As Lankov says, that North would take the present opportunity to test a nuclear device is not surprising. They’ve told us as much. That the test comes so soon after the diplomatic breakdown, this time around, is perhaps a bit different, but maybe not so much. Consider: the last time we went through this drill, back in 2006, there was an early-July-to-early-October gap between the (not so) big missile launch and the (not so) big bang underground. This time, we’ve only had to wait from early April to late May. It’s a bit more than a month’s difference, then, if one measures from weapons test to weapons test, rather than from the announcement blowing off the 6PT to the first weapons test.
Anyway, the real surprise is, there were no media leaks about activity at the test site. If there were any, I missed them.
Update: Andrei Lankov is probably the top Anglophone expert on North Korea. I’m not trying to pick on him, or anyone in particular, really. Everyone expected a North Korean nuclear test this year; nobody expected it today.

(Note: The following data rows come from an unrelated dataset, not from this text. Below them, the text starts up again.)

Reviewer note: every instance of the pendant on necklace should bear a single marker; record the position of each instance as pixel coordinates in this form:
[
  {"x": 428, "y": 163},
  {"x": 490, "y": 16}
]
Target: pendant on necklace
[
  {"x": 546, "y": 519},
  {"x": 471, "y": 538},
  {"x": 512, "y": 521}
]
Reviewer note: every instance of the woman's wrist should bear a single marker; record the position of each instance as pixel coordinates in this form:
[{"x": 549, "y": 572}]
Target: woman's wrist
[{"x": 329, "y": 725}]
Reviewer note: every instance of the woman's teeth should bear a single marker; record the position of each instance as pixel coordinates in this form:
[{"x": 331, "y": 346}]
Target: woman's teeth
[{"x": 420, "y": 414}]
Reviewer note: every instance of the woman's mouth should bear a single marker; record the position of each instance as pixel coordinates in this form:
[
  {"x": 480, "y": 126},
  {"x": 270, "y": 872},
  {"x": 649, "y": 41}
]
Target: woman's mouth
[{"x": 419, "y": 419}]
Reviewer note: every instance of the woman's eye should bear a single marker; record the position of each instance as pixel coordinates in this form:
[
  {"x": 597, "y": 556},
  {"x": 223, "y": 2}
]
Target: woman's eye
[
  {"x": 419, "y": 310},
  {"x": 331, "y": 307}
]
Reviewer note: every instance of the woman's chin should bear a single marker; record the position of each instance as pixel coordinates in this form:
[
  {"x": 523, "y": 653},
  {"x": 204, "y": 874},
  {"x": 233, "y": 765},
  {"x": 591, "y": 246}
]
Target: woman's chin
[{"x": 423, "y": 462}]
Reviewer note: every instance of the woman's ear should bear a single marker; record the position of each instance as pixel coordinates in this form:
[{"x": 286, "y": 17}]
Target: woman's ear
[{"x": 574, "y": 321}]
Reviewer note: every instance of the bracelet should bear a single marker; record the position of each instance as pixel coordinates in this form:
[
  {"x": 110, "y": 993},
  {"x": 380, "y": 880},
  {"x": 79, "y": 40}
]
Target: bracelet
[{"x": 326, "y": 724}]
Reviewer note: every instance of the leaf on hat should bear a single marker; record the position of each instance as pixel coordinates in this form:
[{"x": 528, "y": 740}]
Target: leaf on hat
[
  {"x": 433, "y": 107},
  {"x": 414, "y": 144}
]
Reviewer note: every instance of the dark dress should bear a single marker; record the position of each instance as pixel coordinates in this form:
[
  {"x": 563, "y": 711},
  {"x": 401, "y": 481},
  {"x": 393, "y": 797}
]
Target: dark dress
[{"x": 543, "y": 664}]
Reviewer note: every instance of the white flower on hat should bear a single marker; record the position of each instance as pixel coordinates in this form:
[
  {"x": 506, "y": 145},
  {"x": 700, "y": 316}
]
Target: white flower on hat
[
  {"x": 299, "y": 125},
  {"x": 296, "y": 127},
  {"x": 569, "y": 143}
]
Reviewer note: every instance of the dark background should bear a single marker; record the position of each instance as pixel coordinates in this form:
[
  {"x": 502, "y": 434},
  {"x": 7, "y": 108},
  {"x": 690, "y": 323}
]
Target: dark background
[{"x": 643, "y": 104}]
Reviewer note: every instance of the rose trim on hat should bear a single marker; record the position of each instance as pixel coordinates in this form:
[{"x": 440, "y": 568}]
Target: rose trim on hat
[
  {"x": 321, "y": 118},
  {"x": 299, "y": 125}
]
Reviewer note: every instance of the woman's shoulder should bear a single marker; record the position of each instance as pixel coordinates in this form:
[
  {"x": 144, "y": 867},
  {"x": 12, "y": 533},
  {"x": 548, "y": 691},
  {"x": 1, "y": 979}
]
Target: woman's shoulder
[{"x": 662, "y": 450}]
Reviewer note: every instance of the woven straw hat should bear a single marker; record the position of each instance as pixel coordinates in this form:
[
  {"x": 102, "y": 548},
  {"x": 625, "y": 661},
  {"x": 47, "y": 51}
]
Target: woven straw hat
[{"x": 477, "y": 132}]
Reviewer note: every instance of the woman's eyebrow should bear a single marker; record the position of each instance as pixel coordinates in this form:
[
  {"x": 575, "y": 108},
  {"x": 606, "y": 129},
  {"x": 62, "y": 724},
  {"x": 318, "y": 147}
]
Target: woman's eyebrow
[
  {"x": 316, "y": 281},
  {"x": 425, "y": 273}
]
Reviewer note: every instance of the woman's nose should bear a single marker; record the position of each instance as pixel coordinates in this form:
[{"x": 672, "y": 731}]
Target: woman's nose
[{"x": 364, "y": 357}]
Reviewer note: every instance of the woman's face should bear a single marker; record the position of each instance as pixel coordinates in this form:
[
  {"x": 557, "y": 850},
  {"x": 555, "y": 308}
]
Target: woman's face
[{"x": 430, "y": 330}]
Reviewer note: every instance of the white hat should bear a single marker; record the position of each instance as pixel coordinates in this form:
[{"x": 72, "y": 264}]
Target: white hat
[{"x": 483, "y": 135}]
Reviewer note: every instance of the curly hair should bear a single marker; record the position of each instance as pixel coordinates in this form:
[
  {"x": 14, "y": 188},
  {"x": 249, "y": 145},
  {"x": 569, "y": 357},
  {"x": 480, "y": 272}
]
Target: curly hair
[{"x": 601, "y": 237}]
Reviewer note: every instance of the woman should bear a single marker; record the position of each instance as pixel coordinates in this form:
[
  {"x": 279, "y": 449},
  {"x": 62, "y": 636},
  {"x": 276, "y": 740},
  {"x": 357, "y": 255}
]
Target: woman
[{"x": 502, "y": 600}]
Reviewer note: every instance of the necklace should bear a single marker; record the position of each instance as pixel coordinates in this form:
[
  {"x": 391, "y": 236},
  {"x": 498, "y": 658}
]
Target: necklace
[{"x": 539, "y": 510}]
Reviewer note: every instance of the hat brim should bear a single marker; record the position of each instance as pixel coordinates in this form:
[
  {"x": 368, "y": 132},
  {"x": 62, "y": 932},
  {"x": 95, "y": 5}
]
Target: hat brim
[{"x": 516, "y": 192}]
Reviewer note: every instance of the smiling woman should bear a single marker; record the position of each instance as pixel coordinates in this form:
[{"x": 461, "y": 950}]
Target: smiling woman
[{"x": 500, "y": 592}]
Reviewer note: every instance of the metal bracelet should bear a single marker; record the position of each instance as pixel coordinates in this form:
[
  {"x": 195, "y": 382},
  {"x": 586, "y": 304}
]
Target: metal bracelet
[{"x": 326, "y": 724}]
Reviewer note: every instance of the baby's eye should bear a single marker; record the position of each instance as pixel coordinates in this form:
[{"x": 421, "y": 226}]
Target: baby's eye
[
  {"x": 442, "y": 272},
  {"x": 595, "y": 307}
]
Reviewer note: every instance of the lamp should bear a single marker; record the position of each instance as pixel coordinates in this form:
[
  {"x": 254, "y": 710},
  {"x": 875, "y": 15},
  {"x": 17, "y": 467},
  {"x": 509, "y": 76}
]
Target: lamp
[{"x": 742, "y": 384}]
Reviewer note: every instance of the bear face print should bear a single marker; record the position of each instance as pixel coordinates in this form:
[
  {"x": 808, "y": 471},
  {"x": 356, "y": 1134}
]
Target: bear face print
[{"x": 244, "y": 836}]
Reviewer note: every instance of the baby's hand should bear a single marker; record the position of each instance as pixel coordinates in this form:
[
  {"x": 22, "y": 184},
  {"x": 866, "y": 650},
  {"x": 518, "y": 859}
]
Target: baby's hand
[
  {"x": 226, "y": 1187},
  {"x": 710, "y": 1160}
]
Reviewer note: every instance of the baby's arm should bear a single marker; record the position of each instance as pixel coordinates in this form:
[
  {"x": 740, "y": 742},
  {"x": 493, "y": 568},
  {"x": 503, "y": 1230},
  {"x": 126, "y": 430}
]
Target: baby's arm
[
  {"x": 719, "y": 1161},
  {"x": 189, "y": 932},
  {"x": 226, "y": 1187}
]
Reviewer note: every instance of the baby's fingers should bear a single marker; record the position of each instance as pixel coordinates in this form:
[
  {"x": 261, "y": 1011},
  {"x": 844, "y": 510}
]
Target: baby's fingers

Further update: If it seems that I’ve underplayed my intended point here, it’s because I’m reluctant to cast aspersions on the hard work of the intelligence community, especially with an argument from silence. Not everything that gets noticed necessarily gets leaked out. But it does seem odd that we heard nothing in the days before the test. The Administration had no interest in appearing to be caught off-guard.
I’ve tweaked the title of this blog entry and the first paragraph, so as not to distract from the intended point.
On A Related Note
Some believe that North Korea’s July 5, 2006 missile tests were timed to the 4th of July holiday here in the U.S. This “some” has never included yours truly: if that was the name of the game, why wait until late in the day of the 4th in the U.S.? Why not seize the morning headlines? To me, it always seemed more interesting that the fireworks display, including the failed TD-2 test, started right after a space shuttle launch. But seeing as it’s Memorial Day today, perhaps there _was_ something to that line of thinking after all. Or perhaps the North Koreans noticed the extra goose they got out of us, and did purposefully today what they did incidentally then.